Крики за воротами стали громче. Сильнее всех был слышен пронзительный женский голос:
– Пожалуйста, ваше величество! Помогите нам! Здесь умирают дети! Мы молим вас сжалиться над нашими душами!
Кенна стояла на балконе и смотрела вниз на людей, лица которых освещались факелами, закрепленными на стенах дворца. Весь день она плакала, затем молилась. Кенна говорила с Марией и Грир, раздумывая над их дальнейшими действиями. Было слишком опасно посылать кого-либо к воротам. Даже если они смогут передать припасы, этого не хватит для соседних деревень. Запасов еды во дворце осталось только на несколько недель, и никто не знал, когда вновь откроются ворота.

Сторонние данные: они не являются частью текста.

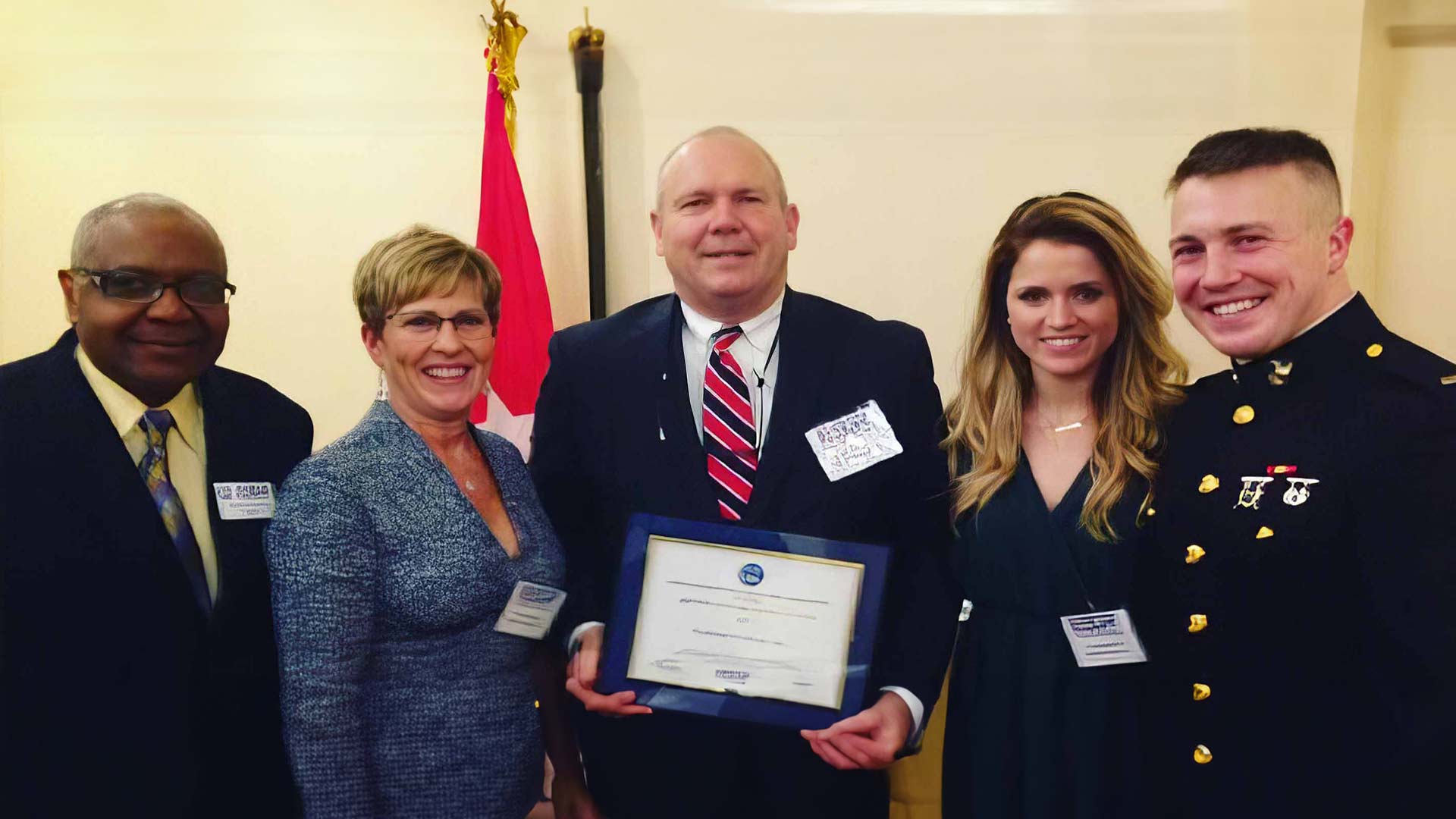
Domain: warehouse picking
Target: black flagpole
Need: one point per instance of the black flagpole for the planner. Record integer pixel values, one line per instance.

Кенна захлопнула тяжелые деревянные двери, на душе ее стало легче от того, что замки были на месте и в комнате тихо.
– Баш, как думаешь, сколько это будет продолжаться? Это ужасно. Они так страдают.
Баш не ответил. Она повернулась и увидела, что он сидит на краю кровати. Он уперся стеклянным взглядом в стену. Другой человек решил бы, что Баш задумался, но Кенна изучила его привычки и повадки за время их супружества. Она знала, что ему нравится, а что нет, его любимое блюдо на ужин, какие сапоги он наденет в лес. Она знала, о чем он думал, когда на его лице появлялась одна из его полуулыбок (он хотел ее поцеловать, обнять), и могла даже сказать точно время, когда он будет напевать себе под нос народные песни (каждые утро и вечер, когда он надевает и снимает одежду).
И сейчас, когда он сидел на краю кровати, она понимала его. Она заметила, что он сжал руками пуховое одеяло. Он нахмурился, что он всегда делал, когда хотел скрыть свои эмоции.
– Что такое? – спросила она, пересекая комнату.
На днях он убил сумасшедшего, который называл себя Тьмой. Баш месяцами охотился на него, все сильнее опасаясь того, что узнает, когда его настигнет. Язычники считали его богом, страшным сверхъестественным созданием, но Баш никогда не верил в это. Он знал, что искал человека, но человека, который стал монстром, который убивал и пытал, кормился кровью невинных. Только он не нашел его в лесах, где выслеживал. Он сразился с ним в их доме, где Тьма угрожал Кенне и Паскалю, милому мальчику, ставшему очередной жертвой Тьмы.
Семью Паскаля вырезали, но он выжил и поплатился за это. Мальчик только сейчас начал говорить, делиться с ними чувствами. Тьма умер от раны, нанесенной Башем. Он предупредил их, что Паскаль должен занять его место. Если кто-то добровольно не принесет себя в жертву богам, если другой не займет его место, придет чума. Этот сумасшедший предупреждал, что она опустошит земли.
– Баш, поговори со мной, – Кенна села рядом. Она погладила его руку и положила голову ему на плечо. Вдохнула его запах – восхитительную смесь сосновых иголок и мыла из пчелиного воска.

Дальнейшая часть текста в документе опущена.